在代码中,我们可以看到一个double check,检查read没有,上锁,再检查read中有没有,是因为有可能在第一次检查之后,上锁之前的间隙,dirty提升为read了,这时如果不double check,可能会导致一个存在的key却返回给调用方说不存在。 在下面的其他操作中,我们经常会看到这个double check。
Store 写入
// Store sets the value for a key.
func (m *Map) Store(key, value interface{}) {
read, _ := m.read.Load().(readOnly)
if e, ok := read.m[key]; ok && e.tryStore(&value) {
return
}
m.mu.Lock()
read, _ = m.read.Load().(readOnly)
if e, ok := read.m[key]; ok {
if e.unexpungeLocked() {
// The entry was previously expunged, which implies that there is a
// non-nil dirty map and this entry is not in it.
m.dirty[key] = e
}
e.storeLocked(&value)
} else if e, ok := m.dirty[key]; ok {
e.storeLocked(&value)
} else {
if !read.amended {
// We're adding the first new key to the dirty map.
// Make sure it is allocated and mark the read-only map as incomplete.
m.dirtyLocked()
m.read.Store(readOnly{m: read.m, amended: true})
}
m.dirty[key] = newEntry(value)
}
m.mu.Unlock()
}
// tryStore stores a value if the entry has not been expunged.
//
// If the entry is expunged, tryStore returns false and leaves the entry
// unchanged.
func (e *entry) tryStore(i *interface{}) bool {
p := atomic.LoadPointer(&e.p)
if p == expunged {
return false
}
for {
if atomic.CompareAndSwapPointer(&e.p, p, unsafe.Pointer(i)) {
return true
}
p = atomic.LoadPointer(&e.p)
if p == expunged {
return false
}
}
}
func (m *Map) dirtyLocked() {
if m.dirty != nil {
return
}
read, _ := m.read.Load().(readOnly)
m.dirty = make(map[interface{}]*entry, len(read.m))
for k, e := range read.m {
if !e.tryExpungeLocked() {
m.dirty[k] = e
}
}
}
func (e *entry) tryExpungeLocked() (isExpunged bool) {
p := atomic.LoadPointer(&e.p)
for p == nil {
if atomic.CompareAndSwapPointer(&e.p, nil, expunged) {
return true
}
p = atomic.LoadPointer(&e.p)
}
return p == expunged
}
// unexpungeLocked ensures that the entry is not marked as expunged.
//
// If the entry was previously expunged, it must be added to the dirty map
// before m.mu is unlocked.
func (e *entry) unexpungeLocked() (wasExpunged bool) {
return atomic.CompareAndSwapPointer(&e.p, expunged, nil)
}
写入的时候,先看read中能否查到key,在read中存在的话,直接通过read中的entry来更新值;在read中不存在,那么就上锁,然后double check。
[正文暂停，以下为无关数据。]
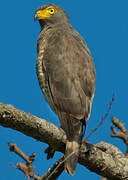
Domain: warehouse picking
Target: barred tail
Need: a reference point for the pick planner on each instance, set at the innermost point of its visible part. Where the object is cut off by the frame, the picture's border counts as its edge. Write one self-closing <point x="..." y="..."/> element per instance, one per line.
<point x="73" y="128"/>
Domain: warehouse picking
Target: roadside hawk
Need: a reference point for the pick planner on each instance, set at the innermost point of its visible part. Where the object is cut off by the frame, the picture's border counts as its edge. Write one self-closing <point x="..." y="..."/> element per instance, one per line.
<point x="66" y="75"/>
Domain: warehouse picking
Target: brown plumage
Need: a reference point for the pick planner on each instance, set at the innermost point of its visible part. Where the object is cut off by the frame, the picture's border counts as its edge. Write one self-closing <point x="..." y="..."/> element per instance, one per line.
<point x="66" y="76"/>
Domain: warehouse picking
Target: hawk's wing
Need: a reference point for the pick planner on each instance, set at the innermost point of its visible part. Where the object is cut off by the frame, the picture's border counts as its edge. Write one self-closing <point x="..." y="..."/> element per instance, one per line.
<point x="70" y="71"/>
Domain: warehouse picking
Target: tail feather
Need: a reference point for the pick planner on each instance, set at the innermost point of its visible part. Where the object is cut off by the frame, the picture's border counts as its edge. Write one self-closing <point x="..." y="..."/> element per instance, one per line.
<point x="73" y="128"/>
<point x="71" y="156"/>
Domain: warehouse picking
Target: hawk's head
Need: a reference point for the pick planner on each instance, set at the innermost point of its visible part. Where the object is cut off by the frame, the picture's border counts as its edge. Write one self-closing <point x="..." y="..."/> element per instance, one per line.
<point x="51" y="14"/>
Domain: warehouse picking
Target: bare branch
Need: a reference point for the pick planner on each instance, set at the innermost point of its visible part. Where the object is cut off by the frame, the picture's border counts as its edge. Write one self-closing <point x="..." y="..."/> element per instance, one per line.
<point x="26" y="169"/>
<point x="54" y="172"/>
<point x="122" y="134"/>
<point x="102" y="158"/>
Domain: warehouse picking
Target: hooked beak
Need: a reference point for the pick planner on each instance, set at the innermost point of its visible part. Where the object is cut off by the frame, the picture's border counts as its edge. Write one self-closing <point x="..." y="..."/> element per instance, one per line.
<point x="36" y="17"/>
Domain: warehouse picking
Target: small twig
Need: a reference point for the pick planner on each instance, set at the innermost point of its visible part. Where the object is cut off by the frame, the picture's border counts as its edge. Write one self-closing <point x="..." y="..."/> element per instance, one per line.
<point x="55" y="171"/>
<point x="102" y="120"/>
<point x="26" y="169"/>
<point x="122" y="134"/>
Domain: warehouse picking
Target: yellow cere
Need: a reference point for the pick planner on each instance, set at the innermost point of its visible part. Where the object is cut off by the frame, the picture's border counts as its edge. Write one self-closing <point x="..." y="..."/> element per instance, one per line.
<point x="46" y="13"/>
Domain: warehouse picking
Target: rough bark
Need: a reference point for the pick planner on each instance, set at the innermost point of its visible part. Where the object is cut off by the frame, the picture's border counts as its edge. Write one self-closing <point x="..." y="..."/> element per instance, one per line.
<point x="102" y="158"/>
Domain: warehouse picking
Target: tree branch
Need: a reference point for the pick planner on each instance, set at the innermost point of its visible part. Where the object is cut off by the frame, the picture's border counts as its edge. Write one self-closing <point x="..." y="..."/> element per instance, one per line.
<point x="102" y="158"/>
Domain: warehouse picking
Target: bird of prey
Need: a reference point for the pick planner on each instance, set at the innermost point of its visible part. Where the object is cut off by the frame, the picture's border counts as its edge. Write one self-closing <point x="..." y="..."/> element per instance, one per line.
<point x="66" y="75"/>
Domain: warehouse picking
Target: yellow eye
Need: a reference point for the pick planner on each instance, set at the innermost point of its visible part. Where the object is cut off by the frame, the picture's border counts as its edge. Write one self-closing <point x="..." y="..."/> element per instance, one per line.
<point x="51" y="11"/>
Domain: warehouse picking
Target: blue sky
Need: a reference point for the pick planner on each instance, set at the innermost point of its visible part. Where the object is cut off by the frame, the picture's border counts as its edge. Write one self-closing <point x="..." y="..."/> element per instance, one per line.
<point x="104" y="26"/>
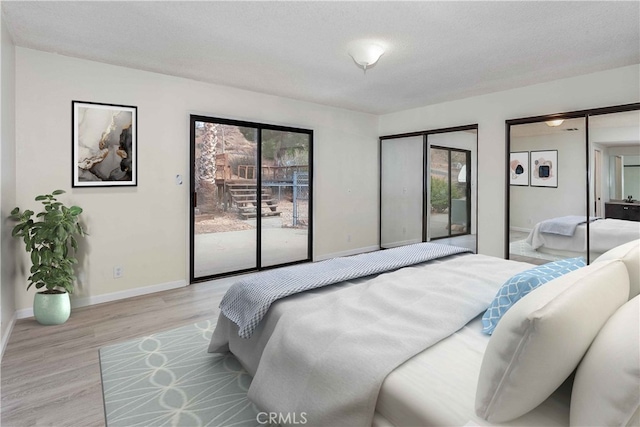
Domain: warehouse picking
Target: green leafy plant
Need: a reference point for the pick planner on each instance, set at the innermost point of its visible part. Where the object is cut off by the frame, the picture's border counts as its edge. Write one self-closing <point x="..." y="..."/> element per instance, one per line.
<point x="50" y="238"/>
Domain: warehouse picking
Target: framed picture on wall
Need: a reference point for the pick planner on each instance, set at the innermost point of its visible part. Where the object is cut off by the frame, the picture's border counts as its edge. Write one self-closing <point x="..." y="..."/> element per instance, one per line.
<point x="519" y="168"/>
<point x="104" y="144"/>
<point x="544" y="168"/>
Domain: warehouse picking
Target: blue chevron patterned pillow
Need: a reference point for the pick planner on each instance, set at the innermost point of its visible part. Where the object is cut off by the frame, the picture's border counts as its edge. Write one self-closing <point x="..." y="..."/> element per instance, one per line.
<point x="521" y="284"/>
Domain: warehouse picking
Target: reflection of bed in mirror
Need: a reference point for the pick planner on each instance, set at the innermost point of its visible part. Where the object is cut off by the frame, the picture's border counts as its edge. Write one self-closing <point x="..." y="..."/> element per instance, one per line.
<point x="554" y="236"/>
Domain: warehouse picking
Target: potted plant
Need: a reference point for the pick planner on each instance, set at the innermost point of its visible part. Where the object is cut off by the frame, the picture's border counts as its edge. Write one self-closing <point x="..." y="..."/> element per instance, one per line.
<point x="51" y="240"/>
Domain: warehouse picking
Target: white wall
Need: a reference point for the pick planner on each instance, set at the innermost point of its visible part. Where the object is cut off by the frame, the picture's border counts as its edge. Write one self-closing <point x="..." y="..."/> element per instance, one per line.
<point x="530" y="205"/>
<point x="145" y="228"/>
<point x="607" y="88"/>
<point x="7" y="182"/>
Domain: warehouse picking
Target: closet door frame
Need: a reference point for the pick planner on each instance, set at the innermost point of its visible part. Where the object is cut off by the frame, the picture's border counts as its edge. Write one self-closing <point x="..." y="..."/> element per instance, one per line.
<point x="585" y="114"/>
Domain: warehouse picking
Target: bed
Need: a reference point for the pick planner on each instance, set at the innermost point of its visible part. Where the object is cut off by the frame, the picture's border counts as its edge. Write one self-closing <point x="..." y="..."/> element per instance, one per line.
<point x="440" y="384"/>
<point x="604" y="234"/>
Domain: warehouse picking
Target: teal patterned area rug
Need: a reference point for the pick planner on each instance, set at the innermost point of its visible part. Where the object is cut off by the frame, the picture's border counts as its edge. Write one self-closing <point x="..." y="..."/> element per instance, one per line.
<point x="169" y="379"/>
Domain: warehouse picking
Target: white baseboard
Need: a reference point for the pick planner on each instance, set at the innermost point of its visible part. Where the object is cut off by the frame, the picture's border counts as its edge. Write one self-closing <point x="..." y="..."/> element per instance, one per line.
<point x="7" y="334"/>
<point x="114" y="296"/>
<point x="347" y="253"/>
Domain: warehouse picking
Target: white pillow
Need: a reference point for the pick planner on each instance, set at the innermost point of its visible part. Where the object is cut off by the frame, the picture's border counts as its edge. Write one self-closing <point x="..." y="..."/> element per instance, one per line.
<point x="629" y="253"/>
<point x="606" y="389"/>
<point x="541" y="339"/>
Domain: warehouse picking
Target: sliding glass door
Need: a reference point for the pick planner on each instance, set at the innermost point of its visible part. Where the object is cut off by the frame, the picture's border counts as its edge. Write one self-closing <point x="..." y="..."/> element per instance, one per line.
<point x="428" y="187"/>
<point x="251" y="196"/>
<point x="450" y="192"/>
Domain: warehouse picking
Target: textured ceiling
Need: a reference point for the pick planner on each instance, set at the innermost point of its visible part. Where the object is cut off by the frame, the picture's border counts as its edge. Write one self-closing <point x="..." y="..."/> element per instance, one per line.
<point x="436" y="51"/>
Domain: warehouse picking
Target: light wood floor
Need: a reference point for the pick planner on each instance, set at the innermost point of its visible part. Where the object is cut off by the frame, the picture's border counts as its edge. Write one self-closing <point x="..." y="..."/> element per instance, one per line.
<point x="50" y="375"/>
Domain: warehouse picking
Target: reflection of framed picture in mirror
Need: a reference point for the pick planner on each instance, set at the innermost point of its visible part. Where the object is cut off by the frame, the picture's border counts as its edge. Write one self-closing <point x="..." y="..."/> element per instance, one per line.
<point x="519" y="168"/>
<point x="544" y="168"/>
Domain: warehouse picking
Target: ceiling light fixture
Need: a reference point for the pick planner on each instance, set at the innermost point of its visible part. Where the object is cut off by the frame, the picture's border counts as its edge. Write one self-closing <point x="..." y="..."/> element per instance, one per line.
<point x="365" y="55"/>
<point x="554" y="123"/>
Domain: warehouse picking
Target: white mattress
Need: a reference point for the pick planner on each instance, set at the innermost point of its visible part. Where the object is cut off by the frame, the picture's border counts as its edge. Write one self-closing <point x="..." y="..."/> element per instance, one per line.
<point x="437" y="388"/>
<point x="604" y="234"/>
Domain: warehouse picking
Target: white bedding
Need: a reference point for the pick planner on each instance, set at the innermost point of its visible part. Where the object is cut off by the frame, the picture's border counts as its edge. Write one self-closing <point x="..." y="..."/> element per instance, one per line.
<point x="249" y="351"/>
<point x="604" y="234"/>
<point x="437" y="388"/>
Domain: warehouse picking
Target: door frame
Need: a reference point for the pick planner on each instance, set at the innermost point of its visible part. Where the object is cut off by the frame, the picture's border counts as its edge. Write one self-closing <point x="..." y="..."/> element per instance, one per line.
<point x="468" y="189"/>
<point x="193" y="118"/>
<point x="425" y="195"/>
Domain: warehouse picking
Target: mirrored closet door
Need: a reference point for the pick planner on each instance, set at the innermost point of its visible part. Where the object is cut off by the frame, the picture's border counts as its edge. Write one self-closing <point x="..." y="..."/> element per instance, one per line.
<point x="614" y="147"/>
<point x="566" y="187"/>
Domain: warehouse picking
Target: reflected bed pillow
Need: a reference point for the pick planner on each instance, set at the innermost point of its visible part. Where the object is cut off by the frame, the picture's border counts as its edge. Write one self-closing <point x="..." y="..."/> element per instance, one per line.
<point x="521" y="284"/>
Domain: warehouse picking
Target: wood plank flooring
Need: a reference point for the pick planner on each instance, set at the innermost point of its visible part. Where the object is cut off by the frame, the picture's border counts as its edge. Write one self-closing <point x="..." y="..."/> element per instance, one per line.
<point x="50" y="375"/>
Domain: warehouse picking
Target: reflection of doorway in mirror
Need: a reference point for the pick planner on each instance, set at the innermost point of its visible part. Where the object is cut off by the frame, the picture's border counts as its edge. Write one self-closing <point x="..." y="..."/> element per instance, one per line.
<point x="597" y="182"/>
<point x="617" y="167"/>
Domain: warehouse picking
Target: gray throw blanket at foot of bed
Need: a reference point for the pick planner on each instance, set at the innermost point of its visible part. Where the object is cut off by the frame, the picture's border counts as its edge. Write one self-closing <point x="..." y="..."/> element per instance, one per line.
<point x="328" y="356"/>
<point x="249" y="299"/>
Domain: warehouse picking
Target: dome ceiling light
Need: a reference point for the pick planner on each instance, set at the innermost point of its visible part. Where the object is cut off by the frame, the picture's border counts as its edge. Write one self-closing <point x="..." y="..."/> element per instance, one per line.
<point x="366" y="54"/>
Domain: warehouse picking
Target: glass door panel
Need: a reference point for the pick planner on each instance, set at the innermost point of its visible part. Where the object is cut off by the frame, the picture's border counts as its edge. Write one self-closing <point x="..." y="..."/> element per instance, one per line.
<point x="439" y="192"/>
<point x="224" y="231"/>
<point x="401" y="191"/>
<point x="285" y="197"/>
<point x="460" y="193"/>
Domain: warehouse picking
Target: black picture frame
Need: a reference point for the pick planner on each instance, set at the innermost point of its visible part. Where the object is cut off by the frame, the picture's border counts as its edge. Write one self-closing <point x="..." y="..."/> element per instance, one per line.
<point x="544" y="168"/>
<point x="104" y="144"/>
<point x="519" y="168"/>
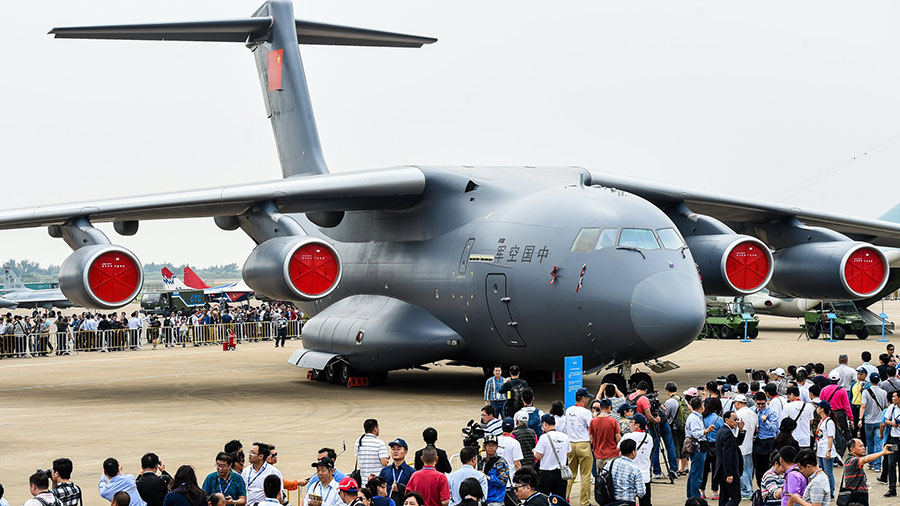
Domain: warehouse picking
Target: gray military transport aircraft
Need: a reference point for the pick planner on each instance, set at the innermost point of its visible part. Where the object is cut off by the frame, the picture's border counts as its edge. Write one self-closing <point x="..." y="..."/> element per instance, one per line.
<point x="404" y="266"/>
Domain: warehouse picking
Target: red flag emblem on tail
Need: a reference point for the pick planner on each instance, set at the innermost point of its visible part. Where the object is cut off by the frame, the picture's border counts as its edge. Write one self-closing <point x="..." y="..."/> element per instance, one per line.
<point x="273" y="68"/>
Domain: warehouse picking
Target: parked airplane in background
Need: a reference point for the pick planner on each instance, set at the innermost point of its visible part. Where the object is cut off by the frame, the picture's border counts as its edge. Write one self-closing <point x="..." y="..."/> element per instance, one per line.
<point x="235" y="291"/>
<point x="403" y="266"/>
<point x="20" y="296"/>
这里需要留意,分几种情况:
- double check发现read中存在,如果是expunged,那么就先尝试把expunged替换成nil,最后如果entry.p==expunged就复制到dirty中,再写入值;否则不用替换直接写入值。
- dirty中存在,直接更新
- dirty中不存在,如果此时dirty为空,那么需要将read复制到dirty中,最后再把新值写入到dirty中。复制的时候调用的是dirtyLocked(),在复制到dirty的时候,read中为nil的元素,会更新为expunged,并且不复制到dirty中。
我们可以看到,在更新read中的数据时,使用的是tryStore,通过CAS来解决冲突,在CAS出现冲突后,如果发现数据被置为expung,tryStore那么就不会写入数据,而是会返回false,在Store流程中,就是接着往下走,在dirty中写入。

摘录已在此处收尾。